6 thoughts on “Root cause of the psychological aspect of fibromyalgia

  1. Malinda

    Thank you for this well written and thought provoking article. I agree that moments from our childhood (and perpetuated in adulthood) shapes us in ways we do not fully understand. Our lives (mind, body, soul) are like delicate vases; and when too much ‘life’ gets poured in, we respond from that point where we have placed ourselves. I honestly can’t find the right words to describe it. Thank you again.

  2. Valda Harner

    Hi Dr. Keddy, Despite your fight with fibromyalgia you have accomplished so much. I suffered a traumatic neck and lower spine injury resulting in two surgeries just 5 weeks apart and developed fibromyalgia. In spite of being so sick I went on to the best part of my career and earned a Masters degree. With fortitude and determination we can still have a life rather than being robbed of our life by fibromyalgia. Blessings to you.
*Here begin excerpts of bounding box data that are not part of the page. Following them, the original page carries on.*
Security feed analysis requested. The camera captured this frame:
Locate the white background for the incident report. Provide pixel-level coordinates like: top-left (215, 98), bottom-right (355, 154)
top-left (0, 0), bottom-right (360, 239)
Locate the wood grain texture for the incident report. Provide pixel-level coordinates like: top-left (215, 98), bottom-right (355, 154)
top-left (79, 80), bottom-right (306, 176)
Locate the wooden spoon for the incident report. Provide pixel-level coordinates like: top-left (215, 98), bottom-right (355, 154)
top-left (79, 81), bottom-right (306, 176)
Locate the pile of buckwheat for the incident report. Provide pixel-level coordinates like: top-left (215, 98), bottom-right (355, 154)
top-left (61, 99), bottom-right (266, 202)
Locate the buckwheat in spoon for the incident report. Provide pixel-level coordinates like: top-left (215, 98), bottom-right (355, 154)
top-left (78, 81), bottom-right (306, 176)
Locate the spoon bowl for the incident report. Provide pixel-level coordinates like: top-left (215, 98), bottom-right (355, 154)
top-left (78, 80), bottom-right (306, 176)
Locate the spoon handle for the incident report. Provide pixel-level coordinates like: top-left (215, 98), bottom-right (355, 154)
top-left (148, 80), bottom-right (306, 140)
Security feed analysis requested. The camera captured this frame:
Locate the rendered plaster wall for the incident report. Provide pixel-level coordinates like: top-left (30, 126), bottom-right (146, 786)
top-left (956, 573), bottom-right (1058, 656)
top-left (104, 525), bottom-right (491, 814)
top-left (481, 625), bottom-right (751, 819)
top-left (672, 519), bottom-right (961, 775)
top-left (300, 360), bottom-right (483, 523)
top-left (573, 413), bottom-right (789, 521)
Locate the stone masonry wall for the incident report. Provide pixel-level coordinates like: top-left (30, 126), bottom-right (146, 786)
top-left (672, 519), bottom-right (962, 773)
  3. Barbara Keddy Post author

    My dear Valda: I agree with you that we cannot just give up and stay in bed, which I am often tempted to do. Now that I am an old woman it becomes more and more difficult to know if the pain is of old age or fibromyalgia. I suspect both. I am not on easy terms with life but so fortunate to have an adequate income, support system, housing, a kind physician and wonderful husband. This has been my lot in life and I wish I had known what I know now in my younger years. This neurological disorder due to childhood trauma is still easily triggered and it did not become easier in old age. I admire all you have accomplished- keep on keeping on. Thank you so much for writing, Regards, Barbara

  4. Barbara Keddy Post author

    Dear Malinda: It takes so long to uncover our pasts and sometimes we never can. But, we have to keep on digging into it so that we can find the root cause of our psychic pain that causes so much physical pain. Little wonder we have so much fatigue. Its a grueling endeavor. But it can be done. At least then we have hope of containing those triggers that bring about flares. Thank you so much for your comments, Best wishes, Barbara

  5. Sue

    Hello Barbara
    Do you think that if we discover the root cause of our childhood drama the pain will go away?
    I’m not so sure anymore. I have reflected on my various childhood traumas, physical and emotional, and still have a lot of pain.
    I too am a very old lady and have some joint pain I never had before. Old age is very interesting and I am finding I’m happier than ever before. I enjoy reading your messages. There is always something new to learn.
    Off topic, but I have discovered that 1/4 c of tonic water a day has given me relief from savage nighttime leg cramps. You probably already know of this, but it was a revelation to me.
    Take good care of yourself

  6. Barbara Keddy Post author

    Dear Sue: In answer to your question – No I don’t think finding out the root cause of our childhood trauma is enough to take away our pain! It is just the first step to at least recognize why we have a compromised central nervous system. At least we can then understand this demon we are living with. I believe that with old age fibromyalgia becomes even worse. It seems logical to me that the younger a person is more likely to have a better quality of life if they can understand what is happening to their bodies IF they have the privilege of living in a less stressful environment, can exercise moderately, do yoga, mindfulness, afford healthy food; then-the better off the person can be. At My age the CNS is much too often in a state of hyper alert to calm down easily. I don’t think our pain will go away but I do know that fibromyalgia is not life threatening, but does affect our quality of life dramatically. Like all non life threatening conditions there are degrees of pain and fatigue. Mine has been so bad this summer with the peculiar climate we have had.